Martin Edwards, The Golden Age of Murder
HarperCollins.
2015
ISBN-13: 978-0008105969
Also available in ebook
formats
Encyclopedic (518 pages) consideration of mystery fiction from (roughly) 1920
to 1940, with a focus on The Detection Club. Edwards clearly considers Dorothy
Sayers, Agatha Christie, and Anthony Berkeley to be the most important figures.

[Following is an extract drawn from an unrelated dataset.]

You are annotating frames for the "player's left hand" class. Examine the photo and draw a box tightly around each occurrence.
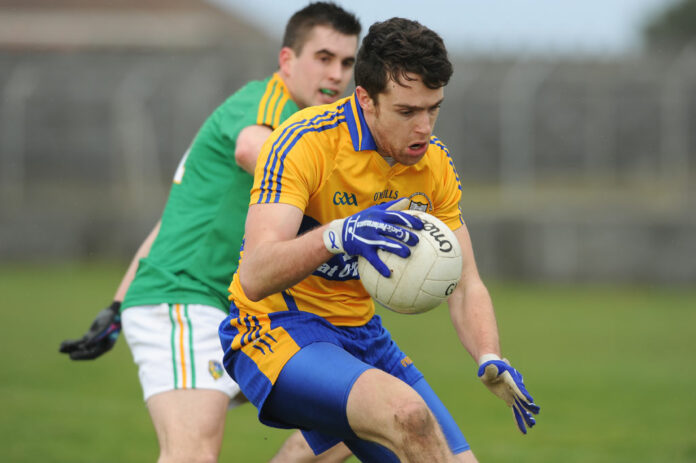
[59,301,121,360]
[323,198,423,277]
[478,354,540,434]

However, he provides discussions of a host of other writers as well (to many to
list completely here, but including Ronald Knox, the Coles, John Connington,
John Rhode, Anthony Gilbert, Gladys Mitchell...The difficulty with trying to
cover such a range of writers is that we are almost forced, at least
provisionally, to accept Edwards' judgments. He could not, even if he wanted
to, provide us with enough quoted material from so many authors to allow us to
see for ourselves their strengths and weaknesses. I did not disagree much with
his assessments of authors whose work I know fairly well (Sayers, Christie,
Knox, Carr, and some others), although I consider (for example) Busman's
Honeymoon to be a stronger work than he does, and I'm less of a fan of
Christie--she plots well, her solutions are ingenious (if sometimes forced, in
my opinion), but I do not think she did a particularly outstanding job of
characterization, even of her principals. (One reason movies of Christie's
books work so well, again in my opinion, is that there is not a strong
characterization in the books to which the actors must bend. Hence Margaret
Rutherford *and* Joan Hickson as Jane Marple.) This is not, I should note, am
academic work--it is dreadfully under-sourced and had no comprehensive
bibliography at the end, even of the authors' books. Still, it is an extremely
well-written, comprehensive view of the period, and well worth reading.